Alex: Alle erleben das anders. Manche finden Beach House deprimierend, andere entspannend. Die Leute machen mit der Musik, was immer sie wollen. Genau das ist das Tolle daran. Sie ist radikal subjektiv.

 

Victoria: Das meinte ich mit diesem physischen Aspekt: Die Musik manifestiert sich körperlich. Wenn wir anfangen zu spielen, denken wir nicht lange nach, wir werden gewissermaßen selbst zum Album. Es ist wie bei einem Drachen, den du steigen lässt. Du lässt ihn los und gibst immer mehr Leine, er wird schnell weggeblasen, du rennst hinterher, und später bremst du ihn wieder. Du findest für eine bestimmte Weile ein Gleichgewicht, und eines Tages merkst du, dass das Album fertig ist.

 

Dann muss man loslassen.

 

Alex: Das ist ein sehr wichtiger Aspekt. Aber auch ein sehr schwieriger.

 

Victoria: Man muss verstehen, dass nichts jemals perfekt sein kann.
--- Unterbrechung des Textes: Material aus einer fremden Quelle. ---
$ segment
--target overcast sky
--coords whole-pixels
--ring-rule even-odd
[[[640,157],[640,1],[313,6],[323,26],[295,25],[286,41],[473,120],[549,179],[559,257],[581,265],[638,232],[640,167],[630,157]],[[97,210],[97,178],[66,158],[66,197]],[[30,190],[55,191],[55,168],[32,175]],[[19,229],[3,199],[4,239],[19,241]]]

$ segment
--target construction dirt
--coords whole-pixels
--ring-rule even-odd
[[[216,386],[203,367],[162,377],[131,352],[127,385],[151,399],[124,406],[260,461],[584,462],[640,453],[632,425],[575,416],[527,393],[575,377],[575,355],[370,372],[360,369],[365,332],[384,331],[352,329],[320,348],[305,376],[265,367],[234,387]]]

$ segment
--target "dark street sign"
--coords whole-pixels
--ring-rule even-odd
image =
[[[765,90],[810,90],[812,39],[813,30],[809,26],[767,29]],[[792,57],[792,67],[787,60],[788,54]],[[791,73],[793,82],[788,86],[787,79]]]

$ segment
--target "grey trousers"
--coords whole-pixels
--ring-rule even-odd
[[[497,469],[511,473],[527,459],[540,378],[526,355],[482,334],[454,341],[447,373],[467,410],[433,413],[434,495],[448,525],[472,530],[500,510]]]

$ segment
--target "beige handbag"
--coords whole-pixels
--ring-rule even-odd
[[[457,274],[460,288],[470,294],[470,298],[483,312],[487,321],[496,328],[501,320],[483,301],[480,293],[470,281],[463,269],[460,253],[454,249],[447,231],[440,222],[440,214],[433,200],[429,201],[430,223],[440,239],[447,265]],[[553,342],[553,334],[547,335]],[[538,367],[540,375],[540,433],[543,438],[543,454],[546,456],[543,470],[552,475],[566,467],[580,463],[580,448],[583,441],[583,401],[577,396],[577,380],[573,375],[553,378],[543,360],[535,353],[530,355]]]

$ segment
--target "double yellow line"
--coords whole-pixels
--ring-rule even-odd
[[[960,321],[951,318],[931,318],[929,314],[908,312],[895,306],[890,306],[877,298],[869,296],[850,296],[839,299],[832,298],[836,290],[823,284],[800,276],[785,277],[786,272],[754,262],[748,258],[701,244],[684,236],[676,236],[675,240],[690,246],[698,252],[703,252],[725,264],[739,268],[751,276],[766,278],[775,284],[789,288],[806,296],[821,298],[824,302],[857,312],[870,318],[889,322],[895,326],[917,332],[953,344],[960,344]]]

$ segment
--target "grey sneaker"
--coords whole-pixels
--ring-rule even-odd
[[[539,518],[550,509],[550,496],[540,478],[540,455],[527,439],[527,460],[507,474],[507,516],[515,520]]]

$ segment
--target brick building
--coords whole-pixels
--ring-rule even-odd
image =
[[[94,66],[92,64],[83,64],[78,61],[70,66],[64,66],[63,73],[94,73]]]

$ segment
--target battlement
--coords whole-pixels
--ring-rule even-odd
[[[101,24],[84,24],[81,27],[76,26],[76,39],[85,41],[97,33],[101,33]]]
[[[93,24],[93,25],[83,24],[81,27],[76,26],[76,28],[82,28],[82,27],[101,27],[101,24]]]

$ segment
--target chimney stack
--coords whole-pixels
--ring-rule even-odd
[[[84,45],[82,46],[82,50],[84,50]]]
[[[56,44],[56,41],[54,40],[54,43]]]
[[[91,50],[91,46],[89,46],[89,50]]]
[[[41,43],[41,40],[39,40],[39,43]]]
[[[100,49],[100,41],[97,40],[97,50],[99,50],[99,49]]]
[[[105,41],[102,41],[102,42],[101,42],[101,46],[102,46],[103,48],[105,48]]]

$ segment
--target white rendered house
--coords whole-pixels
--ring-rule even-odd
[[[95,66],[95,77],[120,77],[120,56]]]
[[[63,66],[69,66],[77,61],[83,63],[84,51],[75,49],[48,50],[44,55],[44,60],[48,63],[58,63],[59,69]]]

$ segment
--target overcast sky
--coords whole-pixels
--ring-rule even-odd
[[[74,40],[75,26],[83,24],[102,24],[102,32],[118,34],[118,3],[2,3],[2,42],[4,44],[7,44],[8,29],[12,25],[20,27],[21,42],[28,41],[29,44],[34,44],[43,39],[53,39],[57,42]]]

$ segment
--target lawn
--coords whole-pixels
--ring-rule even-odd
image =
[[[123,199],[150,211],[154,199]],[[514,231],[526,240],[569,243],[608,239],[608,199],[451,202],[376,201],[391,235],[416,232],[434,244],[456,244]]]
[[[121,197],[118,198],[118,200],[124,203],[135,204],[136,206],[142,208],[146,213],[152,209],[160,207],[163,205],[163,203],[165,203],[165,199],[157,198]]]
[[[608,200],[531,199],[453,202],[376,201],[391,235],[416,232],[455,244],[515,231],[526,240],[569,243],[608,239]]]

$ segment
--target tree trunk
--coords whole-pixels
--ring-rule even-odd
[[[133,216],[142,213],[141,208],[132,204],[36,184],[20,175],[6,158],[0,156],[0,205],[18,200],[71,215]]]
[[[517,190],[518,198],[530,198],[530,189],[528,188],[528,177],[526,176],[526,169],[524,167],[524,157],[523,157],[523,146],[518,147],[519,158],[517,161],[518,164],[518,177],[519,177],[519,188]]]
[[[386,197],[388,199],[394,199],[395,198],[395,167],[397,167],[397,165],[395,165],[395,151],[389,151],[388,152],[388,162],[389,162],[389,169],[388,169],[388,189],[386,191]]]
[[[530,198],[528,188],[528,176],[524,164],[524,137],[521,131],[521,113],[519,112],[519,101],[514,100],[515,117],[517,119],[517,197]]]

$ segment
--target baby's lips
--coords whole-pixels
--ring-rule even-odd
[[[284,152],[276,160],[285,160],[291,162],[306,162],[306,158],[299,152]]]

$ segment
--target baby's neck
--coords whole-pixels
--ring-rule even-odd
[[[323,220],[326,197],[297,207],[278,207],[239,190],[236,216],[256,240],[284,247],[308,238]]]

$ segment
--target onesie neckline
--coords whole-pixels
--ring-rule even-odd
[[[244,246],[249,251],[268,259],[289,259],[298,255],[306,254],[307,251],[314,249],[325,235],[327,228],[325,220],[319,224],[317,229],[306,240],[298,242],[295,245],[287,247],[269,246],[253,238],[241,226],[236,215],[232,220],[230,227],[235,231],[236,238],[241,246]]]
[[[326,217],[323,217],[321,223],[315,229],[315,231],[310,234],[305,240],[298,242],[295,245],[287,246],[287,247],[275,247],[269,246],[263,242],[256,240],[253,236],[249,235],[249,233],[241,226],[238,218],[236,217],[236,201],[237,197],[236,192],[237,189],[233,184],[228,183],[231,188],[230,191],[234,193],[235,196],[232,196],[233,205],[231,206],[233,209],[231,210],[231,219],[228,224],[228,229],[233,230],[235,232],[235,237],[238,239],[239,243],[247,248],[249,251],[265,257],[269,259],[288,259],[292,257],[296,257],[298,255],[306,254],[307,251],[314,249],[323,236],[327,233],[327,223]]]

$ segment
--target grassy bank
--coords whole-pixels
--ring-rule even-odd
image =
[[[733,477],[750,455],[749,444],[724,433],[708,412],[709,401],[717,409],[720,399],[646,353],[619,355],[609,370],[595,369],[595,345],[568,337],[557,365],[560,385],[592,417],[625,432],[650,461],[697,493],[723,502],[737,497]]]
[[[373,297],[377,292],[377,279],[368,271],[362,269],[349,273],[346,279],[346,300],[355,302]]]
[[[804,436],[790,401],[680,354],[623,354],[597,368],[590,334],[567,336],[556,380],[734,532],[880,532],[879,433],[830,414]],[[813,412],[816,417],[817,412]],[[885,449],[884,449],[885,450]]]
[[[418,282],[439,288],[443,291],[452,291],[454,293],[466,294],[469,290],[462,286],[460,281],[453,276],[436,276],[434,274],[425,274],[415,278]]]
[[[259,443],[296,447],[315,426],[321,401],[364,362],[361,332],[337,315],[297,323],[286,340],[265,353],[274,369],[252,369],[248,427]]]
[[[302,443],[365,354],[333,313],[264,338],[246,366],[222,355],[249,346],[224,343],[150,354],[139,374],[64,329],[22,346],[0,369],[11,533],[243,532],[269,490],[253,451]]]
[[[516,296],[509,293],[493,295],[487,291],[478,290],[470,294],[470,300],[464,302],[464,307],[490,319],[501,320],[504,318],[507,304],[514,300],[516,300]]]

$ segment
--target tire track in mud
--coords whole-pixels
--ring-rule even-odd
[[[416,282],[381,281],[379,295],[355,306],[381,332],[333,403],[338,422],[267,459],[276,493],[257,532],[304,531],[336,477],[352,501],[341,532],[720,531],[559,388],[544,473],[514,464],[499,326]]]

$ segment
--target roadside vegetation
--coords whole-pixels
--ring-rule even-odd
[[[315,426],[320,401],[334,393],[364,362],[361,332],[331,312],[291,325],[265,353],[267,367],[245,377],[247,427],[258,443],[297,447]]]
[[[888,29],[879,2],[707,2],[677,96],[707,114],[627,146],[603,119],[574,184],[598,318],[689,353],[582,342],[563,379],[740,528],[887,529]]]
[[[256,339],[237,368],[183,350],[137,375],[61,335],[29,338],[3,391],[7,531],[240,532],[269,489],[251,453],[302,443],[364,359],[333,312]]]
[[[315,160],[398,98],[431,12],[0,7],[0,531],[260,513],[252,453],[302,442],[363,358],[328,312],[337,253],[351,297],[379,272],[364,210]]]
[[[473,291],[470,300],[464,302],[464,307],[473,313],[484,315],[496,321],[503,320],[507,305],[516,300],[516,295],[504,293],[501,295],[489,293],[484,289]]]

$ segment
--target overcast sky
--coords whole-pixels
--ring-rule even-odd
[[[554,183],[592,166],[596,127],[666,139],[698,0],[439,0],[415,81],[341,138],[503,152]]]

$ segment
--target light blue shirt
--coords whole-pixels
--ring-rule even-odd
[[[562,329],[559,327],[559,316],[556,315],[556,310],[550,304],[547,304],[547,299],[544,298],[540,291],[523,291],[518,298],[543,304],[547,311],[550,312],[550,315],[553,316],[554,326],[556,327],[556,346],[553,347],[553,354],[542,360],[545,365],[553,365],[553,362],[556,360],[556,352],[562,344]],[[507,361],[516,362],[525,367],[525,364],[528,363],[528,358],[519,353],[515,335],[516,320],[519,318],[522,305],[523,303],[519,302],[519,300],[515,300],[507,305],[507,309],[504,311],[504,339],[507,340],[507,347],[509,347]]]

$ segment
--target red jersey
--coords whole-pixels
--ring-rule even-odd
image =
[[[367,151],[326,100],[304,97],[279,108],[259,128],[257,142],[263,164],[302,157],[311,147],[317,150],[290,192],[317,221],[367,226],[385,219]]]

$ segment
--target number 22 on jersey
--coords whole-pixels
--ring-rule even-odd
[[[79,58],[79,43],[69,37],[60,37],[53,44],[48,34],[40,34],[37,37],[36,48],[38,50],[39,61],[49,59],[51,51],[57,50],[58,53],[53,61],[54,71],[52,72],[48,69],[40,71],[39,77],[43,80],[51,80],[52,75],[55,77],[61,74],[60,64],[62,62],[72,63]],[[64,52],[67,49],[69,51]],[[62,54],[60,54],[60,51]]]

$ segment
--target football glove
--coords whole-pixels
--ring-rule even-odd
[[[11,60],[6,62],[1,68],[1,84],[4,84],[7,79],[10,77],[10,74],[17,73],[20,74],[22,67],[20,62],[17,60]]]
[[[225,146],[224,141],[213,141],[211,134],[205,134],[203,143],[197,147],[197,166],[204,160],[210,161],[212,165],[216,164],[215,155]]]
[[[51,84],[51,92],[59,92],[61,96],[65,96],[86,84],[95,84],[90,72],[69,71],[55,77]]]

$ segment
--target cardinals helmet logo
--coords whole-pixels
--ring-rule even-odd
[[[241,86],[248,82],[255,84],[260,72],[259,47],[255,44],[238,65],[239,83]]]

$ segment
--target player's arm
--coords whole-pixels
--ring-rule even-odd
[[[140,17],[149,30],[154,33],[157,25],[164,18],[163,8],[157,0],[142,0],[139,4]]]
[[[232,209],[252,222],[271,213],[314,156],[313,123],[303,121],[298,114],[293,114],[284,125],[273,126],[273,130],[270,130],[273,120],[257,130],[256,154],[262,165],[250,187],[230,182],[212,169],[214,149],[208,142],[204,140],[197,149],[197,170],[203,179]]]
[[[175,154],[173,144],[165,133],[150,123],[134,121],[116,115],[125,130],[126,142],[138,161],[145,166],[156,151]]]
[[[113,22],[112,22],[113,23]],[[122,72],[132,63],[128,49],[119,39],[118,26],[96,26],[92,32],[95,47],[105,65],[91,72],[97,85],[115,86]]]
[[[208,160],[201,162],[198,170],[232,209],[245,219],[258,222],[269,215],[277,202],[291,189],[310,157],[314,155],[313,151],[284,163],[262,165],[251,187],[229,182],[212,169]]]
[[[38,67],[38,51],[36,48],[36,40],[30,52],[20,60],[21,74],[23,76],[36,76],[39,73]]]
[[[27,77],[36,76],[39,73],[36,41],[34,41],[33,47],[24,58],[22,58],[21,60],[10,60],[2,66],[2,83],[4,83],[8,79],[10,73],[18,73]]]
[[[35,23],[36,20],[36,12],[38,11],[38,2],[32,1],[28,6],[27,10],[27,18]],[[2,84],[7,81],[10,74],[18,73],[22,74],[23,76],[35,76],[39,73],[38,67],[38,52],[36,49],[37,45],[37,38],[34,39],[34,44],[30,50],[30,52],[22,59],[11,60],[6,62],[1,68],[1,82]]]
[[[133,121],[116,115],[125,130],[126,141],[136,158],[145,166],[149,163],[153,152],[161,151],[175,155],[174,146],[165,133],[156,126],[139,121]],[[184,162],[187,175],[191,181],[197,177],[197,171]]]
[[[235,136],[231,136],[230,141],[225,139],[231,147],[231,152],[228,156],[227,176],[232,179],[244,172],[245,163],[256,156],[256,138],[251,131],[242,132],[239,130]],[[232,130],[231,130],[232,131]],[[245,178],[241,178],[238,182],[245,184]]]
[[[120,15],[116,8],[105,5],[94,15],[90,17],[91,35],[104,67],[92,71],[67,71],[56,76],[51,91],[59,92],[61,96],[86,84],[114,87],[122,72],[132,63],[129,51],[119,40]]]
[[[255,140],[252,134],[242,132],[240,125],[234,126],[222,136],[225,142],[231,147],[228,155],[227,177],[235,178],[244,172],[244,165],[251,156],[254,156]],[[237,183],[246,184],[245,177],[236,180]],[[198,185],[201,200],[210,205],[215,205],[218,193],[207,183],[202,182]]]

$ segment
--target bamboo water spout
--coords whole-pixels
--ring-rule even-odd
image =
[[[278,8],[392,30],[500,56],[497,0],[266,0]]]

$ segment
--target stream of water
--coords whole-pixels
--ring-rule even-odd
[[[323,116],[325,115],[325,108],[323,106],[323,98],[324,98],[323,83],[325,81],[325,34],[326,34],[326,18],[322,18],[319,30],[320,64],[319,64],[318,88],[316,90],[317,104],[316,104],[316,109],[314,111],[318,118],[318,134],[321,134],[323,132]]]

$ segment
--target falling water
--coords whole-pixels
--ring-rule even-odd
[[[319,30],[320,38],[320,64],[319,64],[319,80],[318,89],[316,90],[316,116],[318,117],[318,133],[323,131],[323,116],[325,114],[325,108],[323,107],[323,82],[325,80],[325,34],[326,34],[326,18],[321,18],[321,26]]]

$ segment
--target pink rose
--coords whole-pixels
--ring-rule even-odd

Falls man als Künstler irgendwann zufrieden ist, sollte man wohl auch keine Platten mehr aufnehmen. Dann hat man alles gesagt und abgeschlossen. Zum Perfektionismus gehört auch, dass all die Unzulänglichkeiten am rechten Platz sind und im rechten Licht erscheinen.

 

Alex: Das könnte eine riesige Diskussion zum Thema eröffnen, was Kunst überhaupt ist. Es ist unglaublich interessant, darüber nachzudenken, warum zur Hölle wir das überhaupt machen.

 

Victoria: Aber wir können nicht erklären, warum. Wir tun es einfach.

 

Alex: Ja, wir tun es einfach. Wie die Höhlenmenschen.

 

Auf dieses Tun gibt es keine Antwort?

 

Alex: Es ist zwanghaft. Der Regisseur John Waters, der wie wir aus Baltimore stammt, hat mal zu uns gesagt, dass Künstler die unsichersten Personen sind, die man sich vorstellen kann. Genau deswegen sind sie Künstler. Sie müssen sich kontinuierlich ausdrücken und etwas schaffen, um zu spüren, dass sie überhaupt existieren. Ich bin nicht sicher, ob das stimmt, aber ich mag die Idee.

 

Der Titel eures neuen Albums, »Bloom«, erzählt vom Werden, das die Vergänglichkeit schon in sich trägt.

 

Victoria: Ja, aber der Titel soll sein eigenes Leben entwickeln und nicht nur eine einzige Bedeutung haben. Wenn man älter wird, merkt man, dass nichts für immer währt, aber das nimmt dem Leben nichts weg. Es macht die Erfahrung nur intensiver und besser. Wir lieben das Wort »Bloom«: Es öffnet sich, es schließt sich, es stirbt. Es ist frustrierend, dass die Dinge vergehen und niemals wiederkehren. Ich denke, es gibt viele Zugänge zu diesem Album. Man muss einfach nur einen Song auswählen und die Sache für sich ergründen.